As in earlier years, I have curated the most interesting and pressing technological trends for the year to come, which I will reveal in a series of ten articles — this is number 8.
Next-level wireless short-distance technologies
In an increasingly wireless world, where we require all kinds of devices to connect rapidly and seamlessly, the need for innovation is huge. The IoT (Internet of Things) development is demanding it to happen. Research shows there will be 35 billion IoT smart devices online by 2021, and that number looks set to rise to 75 billion by 2025
Luckily, a lot is happening in this field.
ZigBee, Z-wave, NFC, Ultra Wideband, Amazon Sidewalk and Bluetooth LE Audio are all names of different data protocols, battling for supremacy when it comes to transferring data and establishing connection.
Let´s take a closer look at what to expect in 2021, starting with the best known wireless technology: Bluetooth.
This is one of the invisible successes of our digital world. In 2021, it will launch with a faster, less energy demanding version (Bluetooth 5.2) that enables immediate connection of multiple devices even from a considerable distance. Additionally, devices supporting the newest version will provide higher quality of sound using less energy through a more secure connection (Bluetooth LE Audio). This version will also provide support for the hearing aid industry. Expect 5 billion devices incorporating Bluetooth to be shipped in 2021.

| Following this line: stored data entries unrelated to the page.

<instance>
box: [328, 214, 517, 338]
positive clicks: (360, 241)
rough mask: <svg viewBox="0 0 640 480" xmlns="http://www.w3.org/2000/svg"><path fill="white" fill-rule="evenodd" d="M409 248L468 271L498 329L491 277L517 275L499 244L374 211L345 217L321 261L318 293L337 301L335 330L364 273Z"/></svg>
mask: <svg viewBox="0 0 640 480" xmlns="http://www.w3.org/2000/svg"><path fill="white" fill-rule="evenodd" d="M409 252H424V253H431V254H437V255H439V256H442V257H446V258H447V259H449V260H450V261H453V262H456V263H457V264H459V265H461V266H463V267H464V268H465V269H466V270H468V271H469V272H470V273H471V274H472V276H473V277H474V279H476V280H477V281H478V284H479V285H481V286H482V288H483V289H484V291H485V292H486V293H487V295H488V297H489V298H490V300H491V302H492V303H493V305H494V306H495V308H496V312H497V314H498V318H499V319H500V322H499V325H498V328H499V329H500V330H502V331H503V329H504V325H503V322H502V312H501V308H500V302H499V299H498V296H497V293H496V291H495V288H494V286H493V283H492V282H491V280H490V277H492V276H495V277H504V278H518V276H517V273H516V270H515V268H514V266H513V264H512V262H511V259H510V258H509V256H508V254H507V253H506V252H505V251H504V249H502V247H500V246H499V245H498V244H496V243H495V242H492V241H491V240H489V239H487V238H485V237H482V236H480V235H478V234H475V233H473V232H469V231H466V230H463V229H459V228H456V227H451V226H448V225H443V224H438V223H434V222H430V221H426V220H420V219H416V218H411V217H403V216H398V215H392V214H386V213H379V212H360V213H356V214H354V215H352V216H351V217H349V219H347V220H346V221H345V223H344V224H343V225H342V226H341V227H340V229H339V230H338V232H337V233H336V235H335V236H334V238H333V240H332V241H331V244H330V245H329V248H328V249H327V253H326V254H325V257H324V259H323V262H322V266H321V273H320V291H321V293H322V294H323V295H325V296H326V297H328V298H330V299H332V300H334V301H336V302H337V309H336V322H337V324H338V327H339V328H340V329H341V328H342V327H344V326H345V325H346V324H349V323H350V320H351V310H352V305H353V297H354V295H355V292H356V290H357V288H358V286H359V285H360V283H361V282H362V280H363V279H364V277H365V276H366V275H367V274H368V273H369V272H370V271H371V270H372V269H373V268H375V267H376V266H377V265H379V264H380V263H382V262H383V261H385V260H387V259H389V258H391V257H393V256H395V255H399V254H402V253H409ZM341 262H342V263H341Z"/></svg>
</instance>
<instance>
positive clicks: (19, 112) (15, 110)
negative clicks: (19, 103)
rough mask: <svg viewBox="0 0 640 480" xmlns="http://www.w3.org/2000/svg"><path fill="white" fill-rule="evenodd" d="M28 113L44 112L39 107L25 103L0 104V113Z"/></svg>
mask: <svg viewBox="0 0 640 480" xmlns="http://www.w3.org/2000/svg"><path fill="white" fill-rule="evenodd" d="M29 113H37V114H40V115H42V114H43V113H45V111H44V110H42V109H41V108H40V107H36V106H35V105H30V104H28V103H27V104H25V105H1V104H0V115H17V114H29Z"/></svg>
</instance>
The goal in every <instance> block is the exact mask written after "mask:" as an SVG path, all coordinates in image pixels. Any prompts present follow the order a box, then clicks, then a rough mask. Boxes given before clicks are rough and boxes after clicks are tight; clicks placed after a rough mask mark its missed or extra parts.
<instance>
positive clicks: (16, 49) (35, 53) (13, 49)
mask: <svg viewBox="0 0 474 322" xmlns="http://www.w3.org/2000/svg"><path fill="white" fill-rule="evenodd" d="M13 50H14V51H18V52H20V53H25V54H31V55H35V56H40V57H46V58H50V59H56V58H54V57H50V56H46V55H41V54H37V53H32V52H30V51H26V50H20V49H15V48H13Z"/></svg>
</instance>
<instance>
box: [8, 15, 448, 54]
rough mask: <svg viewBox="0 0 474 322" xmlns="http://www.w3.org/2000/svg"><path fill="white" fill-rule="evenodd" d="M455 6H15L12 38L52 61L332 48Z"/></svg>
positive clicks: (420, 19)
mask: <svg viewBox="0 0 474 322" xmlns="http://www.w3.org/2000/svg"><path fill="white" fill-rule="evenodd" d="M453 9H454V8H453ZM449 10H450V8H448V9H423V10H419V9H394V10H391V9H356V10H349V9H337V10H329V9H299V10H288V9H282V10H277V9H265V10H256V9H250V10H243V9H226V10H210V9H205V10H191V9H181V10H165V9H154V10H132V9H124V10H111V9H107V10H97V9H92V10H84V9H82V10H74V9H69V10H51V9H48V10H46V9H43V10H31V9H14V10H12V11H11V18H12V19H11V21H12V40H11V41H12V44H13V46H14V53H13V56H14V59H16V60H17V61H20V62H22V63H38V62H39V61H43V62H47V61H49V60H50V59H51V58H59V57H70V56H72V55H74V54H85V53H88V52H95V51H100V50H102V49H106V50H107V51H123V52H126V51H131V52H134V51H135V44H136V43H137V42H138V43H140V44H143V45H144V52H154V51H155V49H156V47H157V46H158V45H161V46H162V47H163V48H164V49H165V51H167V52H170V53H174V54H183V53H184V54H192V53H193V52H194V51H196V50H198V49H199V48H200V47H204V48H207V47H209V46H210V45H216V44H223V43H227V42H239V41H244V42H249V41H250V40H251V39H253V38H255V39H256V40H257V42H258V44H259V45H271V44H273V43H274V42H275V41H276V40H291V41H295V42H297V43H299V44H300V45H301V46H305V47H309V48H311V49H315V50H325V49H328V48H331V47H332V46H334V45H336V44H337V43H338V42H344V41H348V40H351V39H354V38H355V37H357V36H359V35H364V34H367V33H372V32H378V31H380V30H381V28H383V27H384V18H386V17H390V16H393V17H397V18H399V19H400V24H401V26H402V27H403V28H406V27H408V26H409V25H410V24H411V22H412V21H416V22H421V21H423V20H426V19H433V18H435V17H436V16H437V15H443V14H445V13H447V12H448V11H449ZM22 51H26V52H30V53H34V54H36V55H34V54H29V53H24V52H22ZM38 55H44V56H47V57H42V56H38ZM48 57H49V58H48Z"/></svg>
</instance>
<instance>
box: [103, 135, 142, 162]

Another connectivity technology that’s heading for mainstream adoption in 2021 is Ultra Wideband (UWB). UWB is much faster than Bluetooth, significantly more accurate, and less vulnerable to interference as its signals can pass more easily through our bodies or the walls of a room. Last year’s development within this technical field indicates that UWB is likely to become a mainstream wireless connectivity technology right across consumer and IoT categories.
As an example, Apple has added UWB support to the iPhone 11 and 12, the Apple Watch Series 6, and the new HomePod mini and is clearly planning to make UWB an integrated technology of its device ecosystem.
The main feature it enables is highly accurate location tracking — down to a few centimetres — like GPS on steroids, helping improve services like directional file transfer through airdrop or find my [item X].
The rumoured Apple AirTags product is set to launch in 2021 and will add ease of use and convenience by enabling you to find the stuff you’re always looking for, like your keys or even your pet.
In addition, the new ‘car key’ feature launched by Apple will work better with UWB. Thanks to the integrated U1 chip, you won’t even have to take your iPhone out of your pocket or raise your wrist to unlock the doors or start the car.
It’s too soon to predict what exactly will be the main usage area, but it seems like UWB is here to stay. The development of a strong ecosystem of supporting devices indicates that 2021 will be the year where we all have to learn to use this new connectivity option and in which, according to ABI Research, the market will grow — with 300 million new devices supporting UWB.
Amazon Sidewalk for safer neighbourhoods
Amazon is venturing out on its own, with plans to release Amazon Sidewalk: a new low-bandwidth IoT network that will create entire smart neighbourhoods. By borrowing a small fraction of your Wi-Fi through which to pass a Bluetooth LE signal and sharing it with your neighbours, the idea is to create a low-power mesh network with a range of up to a kilometre. Moreover, it will work with existing hardware.
Expect Amazon Sidewalk to launch at the beginning of 2021 as an opt-out solution. So, if you don´t fancy the idea of Amazon borrowing a part of your network, you have to actively go in and turn it off.
Whether it’s through UWB, Bluetooth or any other technology, there is no doubt the world is becoming increasingly wireless, and the convenient applications that this development brings with it will make us all want to have it and use it. I predict that the market will widen next year with the increased adaptation of several new technologies.